WRT to timing, it's clear that the big D desktop is not going anyway time soon. The reason for that is simple. Enterprise apps, of which the majority whether they are written in .Net/C#/C++/Java are designed to run on a keyboard/mouse format which is Windows in the enterprise. They are not changing anytime soon. In other words hard to justify cost of development for the majority of apps. So this is why I am confident that VDI/RDS will continue to become a more important part of the so called middle layer to deliver the Big D desktop.

Now onto the small d desktop. I think there is a dangerous assumption here not to think that modern Windows apps won't be written for this world. Windows 8 blue is still a baby and you simple can't write off Microsoft tablets if Windows blue apps start to also make sense on Tablets. There are many more Windows enterprise developers than iOS/Android combined.

So the small d desktop of the future should not assume Windows won't play a big role. Thinking of Windows as Middleware IMO is therefore only warranted in the context of the Big D desktop.


I think that in the fullness of time, you're probably right, but that we're looking at a lot more time than you may think.


1) Applications were written to work within a unified Desktop environment. Applications share data, functions and resources. When you split all of the various pieces and apps into disparate parts of the data center or cloud, it breaks a lot of that functionality. Things like copy and paste become hurdles.

2) Users have been trained to work in that environment, and the vast majority of computer users are no where near as savvy as many industry folks think they are. We had to completely scale back our XenApp deployment simply because our users could not wrap their heads around where their data was or how to accomplish very mundane tasks (real users print ALL THE TIME for example).

Yes, as more services get pushed into apps and cloud based services, the need for Windows diminishes, but but for those of us in corporate environments, that reality is a very long way off.


Windows == Backward Compatibility Layer

EVERYTHING new and innovative is done Mobile First. Even MSFT is telling developers they have to re-write their application to a new stack going forward.

Of course windows will not go away anytime soon but going forward even desktop operating systems will look more and  more like a mobile one from an application lifecycle and management perspective.

- Vittorio


At this point in time, enterprises have a heavy dependency upon the richness and complexity of the traditional windows applications.  Assuming that newer app models and mobility could meet those needs today, it would still take about 8 to 10 years to flush those "legacy" apps out.

And while there are some great capabilities  in the newer apps, there is not a complete portfolio of line of business apps that most of those enterprises need available today.  Mobile apps, while great when you are not chained to a desk, do not allow for the productivity needed for those that are, nor do they allow the richness of interacting with other apps.

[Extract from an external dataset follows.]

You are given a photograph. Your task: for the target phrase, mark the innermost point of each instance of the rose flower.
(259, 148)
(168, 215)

So the flush clock hasn't started yet

PS:  It's all about the data and not the apps anyway. And we have a long way to go before anyone is ready to organize computing around data and not apps.


Brian, the point is that once “we’re in that world” we don’t need any kind of desktop. Thus no one will need desktop virtualization. All we need are apps as frontends for the cloud. Look at Windows Blu and you know in which direction Microsoft is heading. And look at Android and iOS. No virtualization needed. It just doesn’t make sense to waste resources in the datacenter to virtualize endpoint stuff considering a little smartphone is now more powerful than a PC a few years ago. And wait a few more years and you can run a datacenter on a smartphone.

Desktop virtualization will just help a few organizations to master the transition a little faster. I believe we will live in the new world sooner rather than later. Many seasoned IT people underestimate the speed of changes because they think linearly. They look at the changes in IT of the last 10 years and then come to the conclusion that such profound transformations “take 8 to 10 years”. However developments in IT are not linear; they are accelerated. Just think how long it took the desktop to enter the enterprise and compare this to smartphones, and then to tablets.

It is better to accept these changes now or you will share the fate of many mainframe experts who seriously believed that their jobs won’t “go away anytime soon” because of these tiny PCs. Desktop virtualization never played an important role and soon it will completely disappear. Don’t waste your talent for an obsolete technology.